Accelerating Access to Critical Therapies for Als Act

Floor Speech

Date: Dec. 8, 2021
Location: Washington, DC

BREAK IN TRANSCRIPT

Mr. PALLONE. Mr. Speaker, I move to suspend the rules and pass the bill (H.R. 3537) to direct the Secretary of Health and Human Services to support research on, and expanded access to, investigational drugs for amyotrophic lateral sclerosis, and for other purposes, as amended.

The Clerk read the title of the bill.

The text of the bill is as follows: H.R. 3537

Be it enacted by the Senate and House of Representatives of the United States of America in Congress assembled, SECTION 1. SHORT TITLE.

This Act may be cited as the ``Accelerating Access to Critical Therapies for ALS Act''. SEC. 2. GRANTS FOR RESEARCH ON THERAPIES FOR ALS.

(a) In General.--The Secretary of Health and Human Services (referred to in this section as the ``Secretary'') shall award grants to participating entities for purposes of scientific research utilizing data from expanded access to investigational drugs for individuals who are not otherwise eligible for clinical trials for the prevention, diagnosis, mitigation, treatment, or cure of amyotrophic lateral sclerosis. In the case of a participating entity seeking such a grant, an expanded access request must be submitted, and allowed to proceed by the Secretary, under section 561 of the Federal Food, Drug, and Cosmetic Act (21 U.S.C. 360bbb) and part 312 of title 21, Code of Federal Regulations (or any successor regulations), before the application for such grant is submitted.

(b) Application.--

(1) In general.--A participating entity seeking a grant under this section shall submit to the Secretary an application at such time, in such manner, and containing such information as the Secretary shall specify.
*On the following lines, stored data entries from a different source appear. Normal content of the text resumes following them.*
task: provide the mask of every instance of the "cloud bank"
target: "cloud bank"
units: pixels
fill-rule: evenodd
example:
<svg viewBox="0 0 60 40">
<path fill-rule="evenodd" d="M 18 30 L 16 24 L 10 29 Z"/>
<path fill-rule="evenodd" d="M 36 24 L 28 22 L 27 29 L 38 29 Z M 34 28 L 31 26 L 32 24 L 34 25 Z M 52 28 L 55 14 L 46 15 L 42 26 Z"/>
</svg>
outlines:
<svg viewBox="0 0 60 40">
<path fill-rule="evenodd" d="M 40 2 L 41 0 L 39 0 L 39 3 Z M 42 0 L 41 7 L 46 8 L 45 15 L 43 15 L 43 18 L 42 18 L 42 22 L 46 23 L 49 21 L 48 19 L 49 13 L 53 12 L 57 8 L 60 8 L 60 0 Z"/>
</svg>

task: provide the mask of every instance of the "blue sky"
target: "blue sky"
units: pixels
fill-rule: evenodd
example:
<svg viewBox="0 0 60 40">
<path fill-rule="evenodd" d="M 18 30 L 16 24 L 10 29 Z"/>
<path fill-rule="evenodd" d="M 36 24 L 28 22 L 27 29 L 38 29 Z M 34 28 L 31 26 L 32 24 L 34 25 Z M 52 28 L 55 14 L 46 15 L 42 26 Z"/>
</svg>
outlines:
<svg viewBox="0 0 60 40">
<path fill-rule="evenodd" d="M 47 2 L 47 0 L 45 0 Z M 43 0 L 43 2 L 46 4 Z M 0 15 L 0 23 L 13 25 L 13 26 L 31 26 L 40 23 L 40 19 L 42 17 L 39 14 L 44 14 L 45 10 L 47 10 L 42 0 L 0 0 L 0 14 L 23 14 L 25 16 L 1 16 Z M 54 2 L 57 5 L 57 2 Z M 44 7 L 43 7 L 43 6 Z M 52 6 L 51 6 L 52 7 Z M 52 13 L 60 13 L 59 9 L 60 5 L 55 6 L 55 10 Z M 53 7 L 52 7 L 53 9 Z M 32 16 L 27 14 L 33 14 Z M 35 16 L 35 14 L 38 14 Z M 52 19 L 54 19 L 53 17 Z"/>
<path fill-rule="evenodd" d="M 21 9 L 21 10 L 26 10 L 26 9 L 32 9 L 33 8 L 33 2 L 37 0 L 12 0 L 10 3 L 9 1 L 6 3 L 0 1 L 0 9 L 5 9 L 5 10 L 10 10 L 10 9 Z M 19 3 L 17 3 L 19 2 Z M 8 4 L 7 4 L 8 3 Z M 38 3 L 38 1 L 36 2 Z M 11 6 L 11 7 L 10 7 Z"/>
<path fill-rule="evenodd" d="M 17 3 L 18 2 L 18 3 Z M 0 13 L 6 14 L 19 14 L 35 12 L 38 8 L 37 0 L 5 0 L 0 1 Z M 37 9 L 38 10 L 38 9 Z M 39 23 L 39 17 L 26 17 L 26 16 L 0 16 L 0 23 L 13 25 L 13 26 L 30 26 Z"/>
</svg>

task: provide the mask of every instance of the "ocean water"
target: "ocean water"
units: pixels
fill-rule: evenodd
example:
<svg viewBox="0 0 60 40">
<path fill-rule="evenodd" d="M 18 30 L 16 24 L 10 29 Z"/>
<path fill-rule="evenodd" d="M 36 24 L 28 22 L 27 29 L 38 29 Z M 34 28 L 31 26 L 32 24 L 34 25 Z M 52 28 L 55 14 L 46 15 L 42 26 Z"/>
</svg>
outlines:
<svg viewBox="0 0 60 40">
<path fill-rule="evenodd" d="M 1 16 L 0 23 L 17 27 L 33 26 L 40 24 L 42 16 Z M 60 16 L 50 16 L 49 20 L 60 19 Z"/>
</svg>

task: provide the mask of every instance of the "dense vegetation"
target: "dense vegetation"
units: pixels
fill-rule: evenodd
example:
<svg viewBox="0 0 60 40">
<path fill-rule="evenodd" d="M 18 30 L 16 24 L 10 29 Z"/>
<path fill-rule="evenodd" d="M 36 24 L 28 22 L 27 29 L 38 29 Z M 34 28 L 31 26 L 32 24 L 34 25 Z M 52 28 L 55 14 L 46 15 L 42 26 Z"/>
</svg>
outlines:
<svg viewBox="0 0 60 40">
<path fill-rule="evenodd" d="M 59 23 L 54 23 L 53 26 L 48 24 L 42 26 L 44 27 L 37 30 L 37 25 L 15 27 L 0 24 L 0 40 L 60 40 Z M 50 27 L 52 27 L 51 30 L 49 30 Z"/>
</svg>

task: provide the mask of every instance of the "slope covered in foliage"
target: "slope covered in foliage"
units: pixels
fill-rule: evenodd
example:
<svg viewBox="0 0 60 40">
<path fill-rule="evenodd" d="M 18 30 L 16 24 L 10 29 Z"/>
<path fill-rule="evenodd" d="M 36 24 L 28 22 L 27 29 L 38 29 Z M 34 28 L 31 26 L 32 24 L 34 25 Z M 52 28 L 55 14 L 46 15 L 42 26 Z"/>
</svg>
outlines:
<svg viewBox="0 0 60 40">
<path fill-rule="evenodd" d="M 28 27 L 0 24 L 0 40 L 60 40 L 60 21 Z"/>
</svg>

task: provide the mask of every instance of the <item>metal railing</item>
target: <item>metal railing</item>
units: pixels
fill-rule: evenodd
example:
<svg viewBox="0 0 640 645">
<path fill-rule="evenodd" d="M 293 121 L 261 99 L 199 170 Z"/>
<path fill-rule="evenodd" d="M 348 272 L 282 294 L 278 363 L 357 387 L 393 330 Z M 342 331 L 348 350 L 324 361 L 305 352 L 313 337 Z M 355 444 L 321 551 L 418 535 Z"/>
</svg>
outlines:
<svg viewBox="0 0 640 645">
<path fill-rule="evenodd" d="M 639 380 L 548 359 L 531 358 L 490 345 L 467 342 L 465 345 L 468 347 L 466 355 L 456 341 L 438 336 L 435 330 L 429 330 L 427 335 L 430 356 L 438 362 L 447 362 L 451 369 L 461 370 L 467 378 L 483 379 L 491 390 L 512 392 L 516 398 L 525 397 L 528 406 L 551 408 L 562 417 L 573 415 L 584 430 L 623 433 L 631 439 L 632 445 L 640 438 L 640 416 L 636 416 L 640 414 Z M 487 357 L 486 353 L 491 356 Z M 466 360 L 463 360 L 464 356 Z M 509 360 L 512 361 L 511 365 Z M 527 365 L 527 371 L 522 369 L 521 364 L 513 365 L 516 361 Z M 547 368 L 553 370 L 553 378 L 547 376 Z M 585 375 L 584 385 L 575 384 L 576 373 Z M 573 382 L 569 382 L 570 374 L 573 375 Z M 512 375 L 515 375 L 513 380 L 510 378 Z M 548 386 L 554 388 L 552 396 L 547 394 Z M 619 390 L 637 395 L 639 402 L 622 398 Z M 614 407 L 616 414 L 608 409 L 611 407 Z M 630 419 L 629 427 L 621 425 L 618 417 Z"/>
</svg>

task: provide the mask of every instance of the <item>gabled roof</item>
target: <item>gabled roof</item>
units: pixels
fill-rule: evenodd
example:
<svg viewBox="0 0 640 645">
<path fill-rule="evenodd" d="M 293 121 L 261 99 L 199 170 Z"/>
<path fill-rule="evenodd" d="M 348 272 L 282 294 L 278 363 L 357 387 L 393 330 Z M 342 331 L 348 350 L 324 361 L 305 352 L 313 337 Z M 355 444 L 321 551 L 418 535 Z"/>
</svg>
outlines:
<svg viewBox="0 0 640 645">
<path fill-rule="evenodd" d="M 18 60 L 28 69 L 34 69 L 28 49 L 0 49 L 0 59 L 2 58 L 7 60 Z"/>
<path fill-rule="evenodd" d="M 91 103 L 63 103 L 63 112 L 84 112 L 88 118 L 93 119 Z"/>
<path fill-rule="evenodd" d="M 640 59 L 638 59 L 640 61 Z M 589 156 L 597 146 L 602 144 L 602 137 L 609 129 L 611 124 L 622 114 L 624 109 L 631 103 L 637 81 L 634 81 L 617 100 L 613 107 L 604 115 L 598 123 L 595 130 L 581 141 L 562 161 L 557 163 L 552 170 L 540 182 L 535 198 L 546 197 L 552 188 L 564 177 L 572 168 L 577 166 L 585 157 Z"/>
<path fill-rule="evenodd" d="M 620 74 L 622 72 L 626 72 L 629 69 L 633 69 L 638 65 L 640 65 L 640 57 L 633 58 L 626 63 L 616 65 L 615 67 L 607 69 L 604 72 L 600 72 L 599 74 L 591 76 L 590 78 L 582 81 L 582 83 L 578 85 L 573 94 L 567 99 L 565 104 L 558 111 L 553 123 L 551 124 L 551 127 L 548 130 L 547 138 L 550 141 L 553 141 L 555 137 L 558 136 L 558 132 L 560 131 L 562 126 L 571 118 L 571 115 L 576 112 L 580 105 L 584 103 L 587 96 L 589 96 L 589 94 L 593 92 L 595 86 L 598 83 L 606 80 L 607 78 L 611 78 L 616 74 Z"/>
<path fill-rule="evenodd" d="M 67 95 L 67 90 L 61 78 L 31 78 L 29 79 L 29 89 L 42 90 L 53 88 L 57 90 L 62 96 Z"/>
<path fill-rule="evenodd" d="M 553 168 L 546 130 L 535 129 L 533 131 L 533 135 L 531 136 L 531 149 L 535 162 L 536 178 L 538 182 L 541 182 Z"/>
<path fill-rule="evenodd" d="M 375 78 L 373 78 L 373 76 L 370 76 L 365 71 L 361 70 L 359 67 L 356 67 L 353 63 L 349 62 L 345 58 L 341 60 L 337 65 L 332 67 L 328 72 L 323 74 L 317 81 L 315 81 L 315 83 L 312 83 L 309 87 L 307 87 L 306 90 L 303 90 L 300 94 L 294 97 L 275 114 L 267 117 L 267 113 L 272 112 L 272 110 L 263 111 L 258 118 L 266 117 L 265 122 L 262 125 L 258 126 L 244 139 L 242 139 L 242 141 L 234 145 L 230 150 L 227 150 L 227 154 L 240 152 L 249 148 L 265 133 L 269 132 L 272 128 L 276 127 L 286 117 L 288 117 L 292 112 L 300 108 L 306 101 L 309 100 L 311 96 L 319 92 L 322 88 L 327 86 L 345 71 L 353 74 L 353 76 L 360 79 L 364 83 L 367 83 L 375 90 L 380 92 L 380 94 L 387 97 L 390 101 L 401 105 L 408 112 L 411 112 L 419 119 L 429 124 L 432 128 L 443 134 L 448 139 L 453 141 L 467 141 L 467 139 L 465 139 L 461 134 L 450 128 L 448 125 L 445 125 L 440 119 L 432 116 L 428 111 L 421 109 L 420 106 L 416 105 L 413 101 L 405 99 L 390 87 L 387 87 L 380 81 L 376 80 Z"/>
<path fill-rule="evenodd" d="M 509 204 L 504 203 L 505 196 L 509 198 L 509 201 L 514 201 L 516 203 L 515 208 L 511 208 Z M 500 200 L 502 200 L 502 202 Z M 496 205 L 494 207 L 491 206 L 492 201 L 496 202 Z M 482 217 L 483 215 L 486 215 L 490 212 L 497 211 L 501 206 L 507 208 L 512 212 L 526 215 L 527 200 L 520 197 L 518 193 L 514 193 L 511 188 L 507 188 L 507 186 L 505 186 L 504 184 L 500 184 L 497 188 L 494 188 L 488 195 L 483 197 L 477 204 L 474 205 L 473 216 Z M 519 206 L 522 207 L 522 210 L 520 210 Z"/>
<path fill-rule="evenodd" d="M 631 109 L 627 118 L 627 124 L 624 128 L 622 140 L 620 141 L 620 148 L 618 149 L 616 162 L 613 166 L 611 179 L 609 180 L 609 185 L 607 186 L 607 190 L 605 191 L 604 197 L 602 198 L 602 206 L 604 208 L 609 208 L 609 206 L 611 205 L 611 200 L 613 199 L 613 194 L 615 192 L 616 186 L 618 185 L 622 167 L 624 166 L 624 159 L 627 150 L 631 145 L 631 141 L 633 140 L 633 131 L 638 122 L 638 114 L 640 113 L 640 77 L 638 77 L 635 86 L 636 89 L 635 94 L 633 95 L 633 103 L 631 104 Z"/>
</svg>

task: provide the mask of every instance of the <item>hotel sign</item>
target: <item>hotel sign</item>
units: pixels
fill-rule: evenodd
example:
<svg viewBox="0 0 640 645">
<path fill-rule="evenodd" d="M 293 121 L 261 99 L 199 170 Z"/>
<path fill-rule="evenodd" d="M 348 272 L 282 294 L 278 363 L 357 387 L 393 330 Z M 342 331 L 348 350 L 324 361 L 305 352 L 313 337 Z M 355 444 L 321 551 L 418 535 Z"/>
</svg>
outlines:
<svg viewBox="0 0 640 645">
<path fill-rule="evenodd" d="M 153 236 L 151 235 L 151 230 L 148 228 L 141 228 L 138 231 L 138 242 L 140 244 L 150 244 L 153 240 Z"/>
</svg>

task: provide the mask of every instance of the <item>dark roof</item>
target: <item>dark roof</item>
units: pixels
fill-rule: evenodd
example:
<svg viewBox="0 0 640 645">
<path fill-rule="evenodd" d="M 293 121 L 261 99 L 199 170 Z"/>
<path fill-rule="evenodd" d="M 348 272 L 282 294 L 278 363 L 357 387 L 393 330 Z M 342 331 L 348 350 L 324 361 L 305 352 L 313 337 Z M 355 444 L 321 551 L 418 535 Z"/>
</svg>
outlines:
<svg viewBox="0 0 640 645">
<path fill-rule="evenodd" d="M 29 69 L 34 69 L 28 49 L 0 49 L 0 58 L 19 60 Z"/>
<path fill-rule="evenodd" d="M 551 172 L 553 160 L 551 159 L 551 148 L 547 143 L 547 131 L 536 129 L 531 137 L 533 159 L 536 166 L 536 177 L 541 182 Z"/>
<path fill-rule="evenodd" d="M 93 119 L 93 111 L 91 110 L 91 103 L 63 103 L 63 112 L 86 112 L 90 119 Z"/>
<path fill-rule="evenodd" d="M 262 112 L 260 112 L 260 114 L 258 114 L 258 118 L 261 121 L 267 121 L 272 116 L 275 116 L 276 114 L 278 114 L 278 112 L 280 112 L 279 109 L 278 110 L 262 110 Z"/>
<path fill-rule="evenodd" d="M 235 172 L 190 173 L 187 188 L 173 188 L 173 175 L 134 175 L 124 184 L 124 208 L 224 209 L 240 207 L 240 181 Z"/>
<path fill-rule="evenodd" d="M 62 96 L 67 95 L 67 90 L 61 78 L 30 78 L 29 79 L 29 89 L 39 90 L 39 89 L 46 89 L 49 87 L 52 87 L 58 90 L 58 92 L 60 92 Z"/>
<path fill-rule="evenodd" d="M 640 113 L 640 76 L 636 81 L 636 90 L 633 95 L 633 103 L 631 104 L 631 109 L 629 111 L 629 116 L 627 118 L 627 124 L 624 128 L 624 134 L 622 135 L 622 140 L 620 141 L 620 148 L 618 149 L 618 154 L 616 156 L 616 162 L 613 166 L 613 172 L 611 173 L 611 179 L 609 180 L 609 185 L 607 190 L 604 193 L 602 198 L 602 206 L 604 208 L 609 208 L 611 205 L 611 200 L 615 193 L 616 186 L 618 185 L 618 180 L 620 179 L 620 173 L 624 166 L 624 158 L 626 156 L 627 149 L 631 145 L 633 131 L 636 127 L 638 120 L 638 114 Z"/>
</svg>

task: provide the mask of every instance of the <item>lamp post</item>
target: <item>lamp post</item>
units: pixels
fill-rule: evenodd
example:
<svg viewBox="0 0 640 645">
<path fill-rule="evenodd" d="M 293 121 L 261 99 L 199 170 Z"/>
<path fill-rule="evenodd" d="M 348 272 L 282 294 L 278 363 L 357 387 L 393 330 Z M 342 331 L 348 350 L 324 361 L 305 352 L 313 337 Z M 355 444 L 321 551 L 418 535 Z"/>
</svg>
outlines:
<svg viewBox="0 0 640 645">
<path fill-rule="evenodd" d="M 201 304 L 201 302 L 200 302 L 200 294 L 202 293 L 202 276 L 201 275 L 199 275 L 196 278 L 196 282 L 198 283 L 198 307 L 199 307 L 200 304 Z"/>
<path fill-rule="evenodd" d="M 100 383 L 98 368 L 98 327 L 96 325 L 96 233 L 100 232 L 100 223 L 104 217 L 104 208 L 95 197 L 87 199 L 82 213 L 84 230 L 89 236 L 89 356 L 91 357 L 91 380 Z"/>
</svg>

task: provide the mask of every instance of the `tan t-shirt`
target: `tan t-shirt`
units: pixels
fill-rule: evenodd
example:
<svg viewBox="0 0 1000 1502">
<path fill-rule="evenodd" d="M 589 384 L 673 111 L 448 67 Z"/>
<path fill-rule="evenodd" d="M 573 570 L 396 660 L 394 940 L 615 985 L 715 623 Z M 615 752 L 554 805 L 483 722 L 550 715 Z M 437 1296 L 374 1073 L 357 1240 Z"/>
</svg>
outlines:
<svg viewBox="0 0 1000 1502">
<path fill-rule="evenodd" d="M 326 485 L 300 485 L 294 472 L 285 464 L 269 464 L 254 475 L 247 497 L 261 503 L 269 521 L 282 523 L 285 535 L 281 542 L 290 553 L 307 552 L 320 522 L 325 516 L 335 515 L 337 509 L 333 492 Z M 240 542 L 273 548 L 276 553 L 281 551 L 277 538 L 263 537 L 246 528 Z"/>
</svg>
(2) Use of data.--An application submitted under paragraph (1) shall include a description of how data generated through an expanded access request under section 561 of the Federal Food, Drug, and Cosmetic Act (21 U.S.C. 360bbb) with respect to the investigational drug involved will be used to support research or development related to the prevention, diagnosis, mitigation, treatment, or cure of amyotrophic lateral sclerosis.

(3) Noninterference with clinical trials.--An application submitted under paragraph (1) shall include a description of how the proposed expanded access program will be designed so as not to interfere with patient enrollment in ongoing clinical trials for investigational therapies for the prevention, diagnosis, mitigation, treatment, or cure of amyotrophic lateral sclerosis.

(c) Selection.--Consistent with sections 406 and 492 of the Public Health Service Act (42 U.S.C. 284a, 289a), the Secretary shall, in determining whether to award a grant under this section, confirm that--

(1) such grant will be used to support a scientific research objective relating to the prevention, diagnosis, mitigation, treatment, or cure of amyotrophic lateral sclerosis (as described in subsection (a));

(2) such grant shall not have the effect of diminishing eligibility for, or impeding enrollment of, ongoing clinical trials for the prevention, diagnosis, mitigation, treatment, or cure of amyotrophic lateral sclerosis by determining that individuals who receive expanded access to investigational drugs through such a grant are not eligible for enrollment in--

(A) ongoing clinical trials that are registered on ClinicalTrials.gov (or successor website), with respect to a drug for the prevention, diagnosis, mitigation, treatment, or cure of amyotrophic lateral sclerosis; or

(B) clinical trials for the prevention, diagnosis, mitigation, treatment, or cure of amyotrophic lateral sclerosis for which an exemption under section 505(i) of the Federal Food, Drug, and Cosmetic Act (21 U.S.C. 355(i)) has been granted by the Food and Drug Administration and which are expected to begin enrollment within one year; and

(3) the resulting project funded by such grant will allow for equitable access to investigational drugs by minority and underserved populations.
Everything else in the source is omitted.